The officers took Zagvozdin away without saying where or leaving any documentation. Zagvozdina said they also took her telephone, her husband's telephone, and various other things after overturning furniture and generally ransacking the apartment. Although they ordered her not to call anyone, she immediately borrowed a neighbor's phone and called around to human rights groups. They helped her find a reputable defense lawyer, Galina Muzyka.

Later the same day, Muzyka went to the remand prison of the Investigative Committee to find out Zagvozdin's fate. Local rights activist Glushchenko told RFE/RL he spoke with Zagvozdin, who told him that investigators were beating him a second time.

"They were beating Misha in a room at the Usolye Investigative Committee," Glushchenko said. "He was surrounded by nine men, including one investigator in uniform. At that moment, he heard Galina shouting through the open door: 'What are you doing?' He saw that she was filming it with her mobile phone. That was Friday, March 1."

It was the last time Muzyka was seen alive.

On March 2, Muzyka was supposed to meet with human rights advocates to brief them on the case, but she never showed up. Zagvozdina reported her missing.

Late that evening, Muzyka was found dead in her apartment.

"There was no video of the beating on her phone or other devices," Glushchenko said.

According to police, Muzyka was surrounded by open packets of medicine.
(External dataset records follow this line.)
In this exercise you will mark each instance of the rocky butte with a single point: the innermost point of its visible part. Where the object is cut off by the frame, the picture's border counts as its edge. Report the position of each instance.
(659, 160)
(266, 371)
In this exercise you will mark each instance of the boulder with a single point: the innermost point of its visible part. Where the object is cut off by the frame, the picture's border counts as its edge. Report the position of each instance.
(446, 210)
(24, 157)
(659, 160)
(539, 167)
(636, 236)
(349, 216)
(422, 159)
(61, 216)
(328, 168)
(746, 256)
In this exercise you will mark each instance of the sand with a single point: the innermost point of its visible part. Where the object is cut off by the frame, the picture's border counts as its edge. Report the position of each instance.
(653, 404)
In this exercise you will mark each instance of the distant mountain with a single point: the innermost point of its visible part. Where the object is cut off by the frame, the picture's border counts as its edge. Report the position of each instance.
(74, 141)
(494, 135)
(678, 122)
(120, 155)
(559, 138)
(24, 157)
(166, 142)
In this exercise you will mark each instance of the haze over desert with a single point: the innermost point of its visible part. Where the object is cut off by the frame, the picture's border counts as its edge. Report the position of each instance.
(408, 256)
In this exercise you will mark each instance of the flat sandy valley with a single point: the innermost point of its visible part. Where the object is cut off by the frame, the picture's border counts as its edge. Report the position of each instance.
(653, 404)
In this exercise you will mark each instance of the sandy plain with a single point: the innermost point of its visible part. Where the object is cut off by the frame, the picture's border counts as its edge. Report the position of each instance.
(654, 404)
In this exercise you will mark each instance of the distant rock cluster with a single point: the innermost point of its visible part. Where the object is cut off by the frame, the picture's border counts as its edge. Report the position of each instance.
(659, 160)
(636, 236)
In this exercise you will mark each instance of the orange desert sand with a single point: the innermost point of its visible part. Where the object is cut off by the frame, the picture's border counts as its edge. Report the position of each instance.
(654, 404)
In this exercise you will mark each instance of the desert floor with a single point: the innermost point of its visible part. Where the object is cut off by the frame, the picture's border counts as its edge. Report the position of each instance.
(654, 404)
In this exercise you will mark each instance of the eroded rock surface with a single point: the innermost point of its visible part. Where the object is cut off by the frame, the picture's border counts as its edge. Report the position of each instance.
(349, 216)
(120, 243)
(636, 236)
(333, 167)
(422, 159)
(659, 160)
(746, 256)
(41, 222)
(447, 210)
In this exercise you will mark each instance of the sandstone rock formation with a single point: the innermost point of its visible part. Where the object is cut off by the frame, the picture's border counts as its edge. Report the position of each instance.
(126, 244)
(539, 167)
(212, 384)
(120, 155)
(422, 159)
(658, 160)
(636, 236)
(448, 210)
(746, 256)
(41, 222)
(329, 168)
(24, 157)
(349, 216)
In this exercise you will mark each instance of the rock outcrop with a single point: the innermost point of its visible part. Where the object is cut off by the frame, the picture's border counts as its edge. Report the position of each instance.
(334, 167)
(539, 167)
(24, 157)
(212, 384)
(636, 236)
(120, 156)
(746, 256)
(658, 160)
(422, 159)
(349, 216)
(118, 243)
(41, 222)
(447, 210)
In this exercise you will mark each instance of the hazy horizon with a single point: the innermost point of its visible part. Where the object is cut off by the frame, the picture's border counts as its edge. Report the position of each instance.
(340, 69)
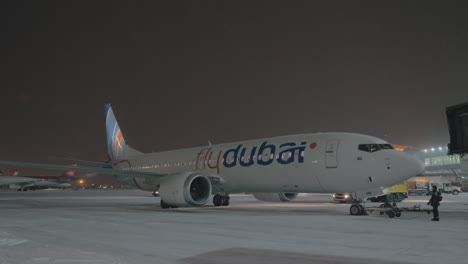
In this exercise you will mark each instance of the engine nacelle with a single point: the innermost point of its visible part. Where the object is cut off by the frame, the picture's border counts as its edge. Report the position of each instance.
(185, 189)
(275, 197)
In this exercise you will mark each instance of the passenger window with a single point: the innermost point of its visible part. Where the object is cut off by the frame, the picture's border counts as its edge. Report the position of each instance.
(374, 147)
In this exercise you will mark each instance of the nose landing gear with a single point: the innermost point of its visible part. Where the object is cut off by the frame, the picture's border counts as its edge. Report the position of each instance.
(221, 200)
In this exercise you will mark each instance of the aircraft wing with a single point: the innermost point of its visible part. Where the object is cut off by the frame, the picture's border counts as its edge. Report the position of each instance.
(108, 171)
(16, 180)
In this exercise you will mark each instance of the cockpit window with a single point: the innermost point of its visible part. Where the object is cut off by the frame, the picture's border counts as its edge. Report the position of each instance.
(374, 147)
(385, 146)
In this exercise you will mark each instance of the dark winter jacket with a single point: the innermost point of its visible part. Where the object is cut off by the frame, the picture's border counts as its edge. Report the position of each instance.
(435, 199)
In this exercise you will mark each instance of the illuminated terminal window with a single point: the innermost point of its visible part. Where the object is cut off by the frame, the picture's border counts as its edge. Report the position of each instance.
(442, 160)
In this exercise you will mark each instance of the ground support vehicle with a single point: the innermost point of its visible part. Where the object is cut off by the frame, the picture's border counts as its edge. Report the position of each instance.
(392, 211)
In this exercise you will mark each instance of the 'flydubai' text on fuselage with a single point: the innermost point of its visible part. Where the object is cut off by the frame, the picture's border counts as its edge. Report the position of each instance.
(263, 155)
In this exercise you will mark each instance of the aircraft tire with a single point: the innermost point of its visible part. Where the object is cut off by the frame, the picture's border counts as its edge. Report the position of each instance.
(225, 200)
(218, 200)
(164, 205)
(355, 210)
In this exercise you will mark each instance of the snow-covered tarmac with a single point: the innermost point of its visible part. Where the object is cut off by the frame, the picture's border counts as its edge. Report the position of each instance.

Her phone had dialed the emergency number for an ambulance. The door was locked from the inside.

"The cause of death was most likely not criminal," local Investigative Committee head Karina Golobachyova told RFE/RL. "It is not a matter for us. If something is uncovered, then we will investigate."

Officials preliminarily said the cause of death was a heart condition.

It turned out that the other man involved in the traffic incident with Zagvozdin was a local police officer who has not been identified but who alleged that Zagvozdin ran him down and drove for nearly a kilometer with him on the car's hood.

On March 5, Zagvozdin was officially charged with "exerting violence against a public official." He was placed under house arrest pending trial.

The Mediazona human rights website reported that the Investigative Committee denies Zagvozdin was mistreated, adding that he resisted arrest, which was carried out by a police rapid-reaction team (SOBR).

Zagvozdin has filed a complaint with the Irkutsk Oblast human rights ombudsman alleging police abuse and torture. The ombudsman requested that investigators order a medical examination of Zagvozdin and an autopsy of Muzyka by regional, rather than local, medical officials.

Local rights activists have posted online their understanding of the Zagvozdin case and photographs showing the extent of his injuries.

Muzyka's family has been silent on the matter. Her son, Aleksei Muzyka, did not respond to RFE/RL's request for comment.

"The city is outraged," activist Glushchenko wrote on Facebook on March 3. "The appropriate response now by law enforcement organs would be to send an independent investigative group to finally look into the incidents of torture in Usolye-Sibirskoye and into those who are protecting this group of werewolves."